Gabriela would read the transcript of an interview in Spanish and translate it out loud into Triqui because the language is oral and not written, Walfenzao explained. From Triqui, she would translate into written Spanish first, and then read it out loud.

Then, the audio post-producer would connect the translations one sentence at a time, Walfenzao explained.

“It was tough,” she told LJR. “The system was a little wild.”


Community Reaction

 

San Martín Itunyoso is in a corner of western Oaxaca with poor phone and internet service. So the producers of the podcast held listening sessions in the community, inviting family members and friends of the interviewees.

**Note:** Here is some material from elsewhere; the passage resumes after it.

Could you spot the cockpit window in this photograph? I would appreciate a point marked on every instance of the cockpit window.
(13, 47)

five women in an award ceremony

The podcast won the Gabo Award for audio at this year’s Gabo journalism festival in Bogotá. (Photo: Secretary Office of Culture of Bogota).

“Most people in the community didn’t know what Spotify was," López Reyes said.

Reactions were generally positive, she said. But she also received intimidating messages directed at her and her family on Facebook, especially after the Mexican magazine Quién put her on a list of “31 Women We Love,” she said.

“They said I had exposed the community, that what I said in the podcast was a lie,” she said. “There was some backlash in that regard, but most were fake or anonymous accounts.”

After the podcast came out, other Mexican Indigenous women have wanted to share their stories to make a change in their communities. López Reyes said she wants to make a second season of Guii Chanaa/Mujeres Valientes and continue advocating for her community’s rights

“I will continue working with women and telling their stories,” López Reyes said. “I'm not a journalist, but this podcast has turned me into a researcher, and I’m just getting started.”